☁️ Google Cloud * Speech to Text 알아보기

이 글에서 설명한 내용의 예제는 Speech To Text 버전 1.9X.XX, v1p1beta1 workspace를 사용하고 있습니다.

버전별로 포함하고 있는 기능이 상이하니 실행하실 때 꼭 참고하세요!

바로 돈을 내지 않아도 $300으 무료 크레딧을 12개월간 사용할 수 있으며, 무료 평가판 종료 후 자동 청구되지 않는다고 한다.

신용카드를 등록하게 되어 있는데 이는 자동 가입을 방지하기 이해서이며 사용자가 유료 계정으로 직접 업그레이드하지 않는 한 요금이 청구되지 않는다고 나와있다.

클라우드 음성 텍스트 Cloud Speech-to-Text

음성 텍스트(STT) 변환은 머신러닝(기계학습)을 사용하며 짧거나 긴 형식의 오디오를 사용할 수 있다.
Speech-to-text conversion powered by machine learning and available for short-form or long-form audio.
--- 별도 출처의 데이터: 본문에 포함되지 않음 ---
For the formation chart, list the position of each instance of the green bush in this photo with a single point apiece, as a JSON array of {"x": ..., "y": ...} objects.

STT를 위한 문서보기 View Documentation for this product.

강력한 음성 인식 Powerful speech recognition

구글 클라우드 STT는 강력한 신경 네트워크 모델을 사용하기 쉬운 API에 적용하여 개발자가 오디오를 텍스트로 변환 할 수 있게 한다. API는 전세계 사용자들을 지원하기 위해 120개의 다양한 언어와 변형을 인식한다. 콜센터에서 오디오를 녹음하는 것 이상을 음성으로 명령하고 제어 할 수 있다. API는 구글 머신러닝 기술을 이용해 실시간 스트리밍과 사전에 녹음 된 오디오를 처리할 수 있다.

Google Cloud Speech-to-Text enables developers to convert audio to text by applying powerful neural network models in an easy-to-use API. The API recognizes 120 languages and variants to support your global user base. You can enable voice command-and-control, transcribe audio from call centers, and more. It can process real-time streaming or prerecorded audio, using Google’s machine learning technology.

클라우드 음성-텍스트 변환 기능 Cloud Speech-to-Text features

1. 자동 음성 인식 Automatic Speech Recognition

자동 음성 인식(ARS)은 음성 녹음 및 학습과 같은 응용프로그램에 강력한 신경 네트워킹을 제공한다.

Automatic Speech Recognition (ASR) powered by deep learning neural networking to power your applications like voice search or speech transcription.

2. 소음 억제 Noise Robustness

다양한 환경에서 추가로 소음을 제거를 요구하지 않고 소음이 있는 오디오 파일을 인식한다.

Handles noisy audio from many environments without requiring additional noise cancellation.

3. 광범위 어휘 Global Vocabulary

120개의 언어와 풍부한 어휘를 인식한다.

Recognizes 120 languages and variants with an extensive vocabulary.

4. 부적절한 콘텐츠 필터링 Inappropriate Content Filtering

일부 언어의 텍스트 결과에서 부적절한 콘텐츠를 필터링 한다.

Filter inappropriate content in text results for some languages.

5. 구문 힌트 Phrase Hints

음성 인식은 말하기 쉬운 단어와 구를 제공함으로써 특별한 맥락을 위해 사용자화 될 수 있다.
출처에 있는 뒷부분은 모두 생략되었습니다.